SMOOTH_SPLINE
Overview
The SMOOTH_SPLINE function fits a smoothing cubic spline through noisy data points, producing a smooth curve that balances fidelity to the data with overall smoothness. Unlike interpolating splines that pass exactly through each point, smoothing splines allow for controlled deviation from the data to reduce the influence of noise and outliers.
This implementation uses the make_smoothing_spline function from SciPy, which solves a regularized weighted linear regression problem. The smoothing spline is found by minimizing the following objective function:
\sum_{i=1}^{n} w_i |y_i - f(x_i)|^2 + \lambda \int_{x_1}^{x_n} (f''(u))^2 \, du
where f is the spline function, w_i are the weights for each data point, and \lambda (lambda) is the regularization parameter that controls the tradeoff between data fidelity and smoothness. The first term penalizes deviation from the observed data, while the second term penalizes the curvature of the fitted curve (measured by the squared second derivative).
The smoothing parameter \lambda plays a critical role: larger values produce smoother curves with less sensitivity to individual data points, while smaller values yield curves that follow the data more closely. When \lambda is not specified, the algorithm automatically selects an optimal value using Generalized Cross-Validation (GCV), a statistical technique that estimates the prediction error without requiring a separate validation set.

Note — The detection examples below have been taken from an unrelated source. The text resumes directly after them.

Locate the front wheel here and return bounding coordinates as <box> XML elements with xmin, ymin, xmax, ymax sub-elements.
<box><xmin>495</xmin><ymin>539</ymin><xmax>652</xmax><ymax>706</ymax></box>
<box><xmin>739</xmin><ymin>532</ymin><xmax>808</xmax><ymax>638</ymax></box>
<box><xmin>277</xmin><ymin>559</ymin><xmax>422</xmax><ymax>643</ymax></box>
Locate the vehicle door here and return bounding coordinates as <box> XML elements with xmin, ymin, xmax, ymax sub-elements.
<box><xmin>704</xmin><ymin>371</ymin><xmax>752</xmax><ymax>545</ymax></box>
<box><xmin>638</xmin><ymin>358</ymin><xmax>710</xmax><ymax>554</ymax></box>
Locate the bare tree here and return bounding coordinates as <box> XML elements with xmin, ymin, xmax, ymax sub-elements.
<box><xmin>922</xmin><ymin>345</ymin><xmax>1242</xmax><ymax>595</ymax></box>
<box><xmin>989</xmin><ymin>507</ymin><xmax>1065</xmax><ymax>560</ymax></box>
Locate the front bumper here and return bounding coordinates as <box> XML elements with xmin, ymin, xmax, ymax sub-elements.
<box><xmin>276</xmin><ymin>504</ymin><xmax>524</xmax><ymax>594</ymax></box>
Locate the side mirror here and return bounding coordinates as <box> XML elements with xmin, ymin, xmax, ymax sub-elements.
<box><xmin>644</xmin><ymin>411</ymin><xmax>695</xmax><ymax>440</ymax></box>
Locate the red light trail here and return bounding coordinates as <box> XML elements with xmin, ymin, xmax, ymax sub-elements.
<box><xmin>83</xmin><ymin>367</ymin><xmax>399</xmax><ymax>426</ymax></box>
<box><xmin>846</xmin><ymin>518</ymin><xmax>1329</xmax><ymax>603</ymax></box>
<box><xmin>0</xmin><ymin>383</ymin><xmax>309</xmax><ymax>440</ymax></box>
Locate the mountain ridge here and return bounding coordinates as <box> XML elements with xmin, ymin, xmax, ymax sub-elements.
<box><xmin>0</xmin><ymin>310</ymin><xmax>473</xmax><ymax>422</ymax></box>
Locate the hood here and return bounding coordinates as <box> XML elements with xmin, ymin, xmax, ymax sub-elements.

This approach is based on the work of Grace Wahba and the FORTRAN implementation by Woltring.
The weights parameter allows different data points to have different levels of influence on the fitted spline. Points with higher weights will be fit more closely, which is useful when some measurements are known to be more reliable than others.
Smoothing splines are widely used in exploratory data analysis, trend extraction from time series, and nonparametric regression. For theoretical background, see the chapter on Smoothing Splines in The Elements of Statistical Learning by Hastie, Tibshirani, and Friedman.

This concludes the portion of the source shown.